Todo presidente serve a dois senhores —o eleitor e o legislador
Ao analisar o presidencialismo bipartidário dos EUA, Richard Neustadt,
em livro seminal ("Presidential Power", 1960), observou que a
Constituição americana teria gerado um dilema: a criação de um "governo
de instituições separadas que compartilham poderes". Se esse dilema é
presente no bipartidarismo americano, no presidencialismo fragmentado
brasileiro tende a se exacerbar, pois raramente o presidente governa sem
aliados.
Embora os eleitores esperem que o presidente tenha condições de governar
e resolver unilateralmente os problemas do país, a Constituição de fato
nega tal capacidade. Pois, por terem bases locais de sobrevivência
política, legisladores nem sempre compartilham as preferências nacionais
do presidente.
Na sua sempre perspicaz coluna nesta Folha, o sociólogo Celso Rocha de Barros reagiu a interpretações feitas ao meu artigo do caderno "Ilustríssima" (29/10).
Argumenta Celso que se o governo Temer apresenta baixo custo de
governança, isso não se deve à gerência de coalizão, mas sim à exclusão
do próprio pilar eleitoral do presidencialismo. Para Celso,
diferentemente de FHC, Lula e Dilma, "por não ter sido eleito", Temer
prescinde de compromissos com os eleitores.

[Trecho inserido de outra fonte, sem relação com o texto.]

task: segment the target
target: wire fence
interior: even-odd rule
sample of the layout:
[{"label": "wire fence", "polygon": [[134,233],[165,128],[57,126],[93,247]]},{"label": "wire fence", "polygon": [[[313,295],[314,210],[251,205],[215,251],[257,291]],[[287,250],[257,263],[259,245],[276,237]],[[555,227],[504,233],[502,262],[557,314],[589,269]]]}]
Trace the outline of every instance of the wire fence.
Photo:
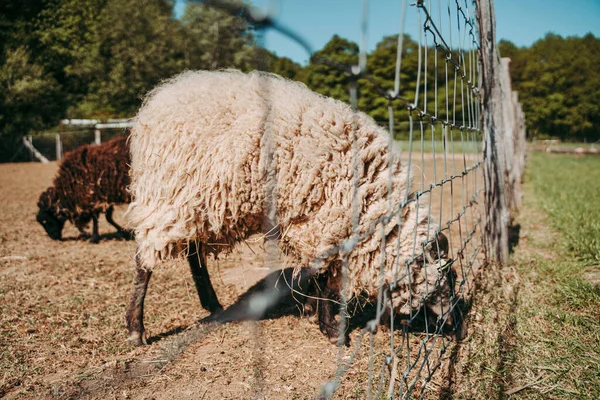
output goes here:
[{"label": "wire fence", "polygon": [[[312,54],[301,32],[292,32],[268,14],[254,12],[235,2],[209,0],[204,3],[245,17],[259,28],[259,33],[277,30]],[[333,257],[341,273],[341,290],[328,297],[323,294],[326,290],[321,288],[316,296],[320,303],[337,304],[339,313],[339,319],[336,319],[337,371],[322,386],[317,397],[334,396],[355,363],[360,363],[363,371],[364,398],[424,398],[432,394],[439,397],[439,388],[443,386],[439,382],[440,376],[447,377],[447,372],[440,374],[439,370],[449,364],[444,354],[457,339],[467,334],[466,313],[476,279],[487,262],[505,261],[498,254],[507,252],[508,240],[498,230],[507,229],[507,205],[511,204],[514,209],[518,207],[518,201],[511,202],[509,196],[518,192],[512,188],[518,185],[522,175],[523,115],[516,97],[511,95],[510,86],[506,82],[502,86],[500,82],[502,68],[495,50],[493,8],[488,1],[417,0],[411,4],[402,1],[397,58],[390,76],[372,75],[367,69],[368,3],[363,1],[358,64],[340,64],[324,57],[312,57],[311,62],[337,68],[347,75],[350,103],[357,113],[359,93],[364,93],[364,88],[387,103],[389,140],[386,152],[400,154],[398,173],[405,174],[407,184],[402,198],[393,201],[391,193],[397,189],[398,176],[391,172],[393,168],[388,168],[389,190],[384,195],[389,203],[388,210],[367,227],[360,225],[364,210],[356,200],[362,189],[357,171],[364,165],[358,157],[359,134],[349,133],[355,143],[352,150],[352,196],[355,200],[350,234],[310,265],[313,270],[322,272],[326,270],[322,267],[323,262]],[[492,10],[491,24],[490,21],[482,24],[485,19],[482,9]],[[409,18],[417,20],[416,32],[405,30]],[[417,38],[416,82],[402,79],[406,33]],[[260,44],[260,34],[258,37]],[[489,37],[494,42],[492,50],[488,50]],[[483,62],[484,59],[488,62]],[[508,64],[504,64],[506,72]],[[496,69],[490,69],[488,65]],[[490,74],[494,78],[491,86],[485,82]],[[508,107],[512,111],[509,112]],[[269,110],[270,107],[265,110],[266,119]],[[490,122],[488,114],[498,113],[500,121]],[[358,114],[356,119],[358,121]],[[274,154],[277,143],[269,136],[268,129],[264,135],[261,154],[273,160],[267,175],[276,175]],[[394,140],[398,137],[402,140]],[[391,166],[393,157],[389,156],[389,160]],[[497,177],[492,184],[490,176]],[[275,181],[266,184],[266,198],[276,198],[273,195],[277,191],[273,186]],[[499,192],[490,185],[496,185]],[[500,196],[503,200],[498,204],[492,196]],[[263,225],[276,227],[276,202],[270,202],[266,208]],[[418,226],[407,220],[411,213],[412,218],[421,221],[425,227],[423,234],[418,235]],[[281,265],[277,246],[279,236],[265,237],[268,242],[264,262],[275,271]],[[353,296],[348,289],[353,275],[350,268],[356,268],[351,262],[352,254],[362,250],[361,246],[373,238],[379,241],[378,249],[374,251],[377,258],[372,258],[376,261],[368,268],[374,269],[375,280],[363,297]],[[277,286],[277,274],[270,276],[273,281],[266,282],[267,289]],[[327,279],[320,282],[324,286],[329,284]],[[256,301],[250,301],[254,307],[251,313],[256,320],[279,298],[272,290],[253,296]],[[324,308],[317,306],[317,309],[322,312]],[[363,323],[358,328],[353,324],[349,329],[352,320]],[[261,329],[258,323],[254,325],[254,390],[257,397],[263,397],[265,390]],[[387,332],[385,342],[380,340],[380,335],[375,335],[379,329]],[[348,339],[352,344],[346,348],[343,344]],[[365,351],[368,357],[359,357]]]}]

Arguto, Celso dá sentido à sua leitura, mas ao mesmo tempo me provoca
questionamentos: como explicaríamos diferenças na gestão de coalizões de
distintos presidentes?
Por exemplo, o que teria levado FHC, eleito e reeleito no primeiro
turno, a se comportar de forma tão análoga a Temer (supostamente sem o
"crivo das urnas") apresentando ambos resultados semelhantes de
performance legislativa com custo relativamente baixo de governança?
FHC e Temer foram capazes de gerenciar coalizões ideologicamente
homogêneas e compartilhar poderes com parceiros, mirando a preferência
mediana do Congresso.
No caso de FHC, isso se deu independentemente de dúvidas sobre sua legitimidade eleitoral.
Portanto, o modo de se relacionar com parceiros e a performance
legislativa do presidente não estariam relacionadas a constrangimentos
eleitorais.
Caso interessante também é o dos governos petistas. Os governos de Lula e
o primeiro de Dilma concentraram poder no próprio PT, montando
coalizões heterogêneas e distantes das preferências do Congresso.
Ao privilegiar uma relação direta com o eleitor, negligenciando os
parceiros em coalizão, teriam sido os governos petistas mais fiéis ao
eleitor?
Medidas como o uso de bancos públicos para reduzir o spread bancário,
controle de preços ou desonerações tributárias que favoreceram setores
empresariais específicos, por exemplo, foram respostas a compromissos
com os eleitores pobres?
O presidencialismo não deve ser enxergado como um atalho para se
contornar as potenciais discrepâncias de preferências entre o presidente
(o suposto representante direto da sociedade) e o Congresso.
Afinal, não é porque uma relação tem natureza conflituosa que ela deve ser evitada a qualquer preço.
Presidentes necessariamente devem servir a dois senhores: o eleitor e o
legislador —pois seja Deus ou o diabo, é sempre o eleitor quem escolhe.